The government expects to replicate the tight spreads of the previous dollar- and renminbi-denominated bonds issued early this year with the upcoming sale of Samurai bonds in the latter part of 2018, Finance Secretary Carlos Dominguez III said Wednesday.
Dominguez said in a statement foreign investors demonstrated their high level of confidence in the Philippine economy under the Duterte administration with the tight spreads of the previous bond floats.
Tight spreads offer low-interest rates, which indicate that the issuer has less chances of defaulting on its bond sale, while higher spreads mean investors view the bond as having bigger chances of its issuer defaulting, and thus, high-interest rates are offered to attract buyers of such riskier investments.
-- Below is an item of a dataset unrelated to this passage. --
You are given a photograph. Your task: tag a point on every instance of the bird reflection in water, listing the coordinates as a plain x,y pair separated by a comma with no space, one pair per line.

Dominguez said another factor that contributed to the tight spreads of bonds issued by the Philippines in the offshore market was the fact that the government was now selling securities to raise funds for its infrastructure investments, rather than to cover a ballooning budget deficit.
“We are funding our ‘Build, Build, Build’ program,” Dominguez said, referring to the government’s ambitious infrastructure modernization program consisting of 75 high-impact projects. “This is for investment and not for covering our budget deficit because we’re spending too much. This is actually investment money that we are putting in.”
Dominguez said in 2016, when the Aquino administration sold bonds, the spread over the US treasuries was 103 basis points. When the Duterte administration announced that it was pushing a tax reform program in 2017, the spread dropped 67 basis points.
After President Duterte signed the Tax Reform for Acceleration and Inclusion (TRAIN) Act into law in December, the government’s issue of $2 billion-worth of 10-year dollar-denominated bonds the following month recorded a spread of just 37.8 basis points (bps) over the US Treasuries, while its maiden “Panda” bond float of 1.46 billion renminbi in March had an even tighter spread of just 35 bps over the benchmark, the finance chief said.
Dominguez said the country’s revenue agencies—the Bureaus of Internal Revenue and of Customs—had exceeded their collection targets following the implementation of TRAIN and after putting in place complementary reforms in tax administration.
National government revenues in the first five months of 2018 rose 19 percent year-on-year. Tax revenues also grew 19 percent, with BIR collections improving by 16 percent and BoC collections increasing by 31 percent over the same period last year.
As a result, the tax effort rose from 13.4 percent of gross domestic product to 14.3 percent, which was the highest first-quarter tax effort that the Philippines has achieved in the past 25 years, Dominguez said.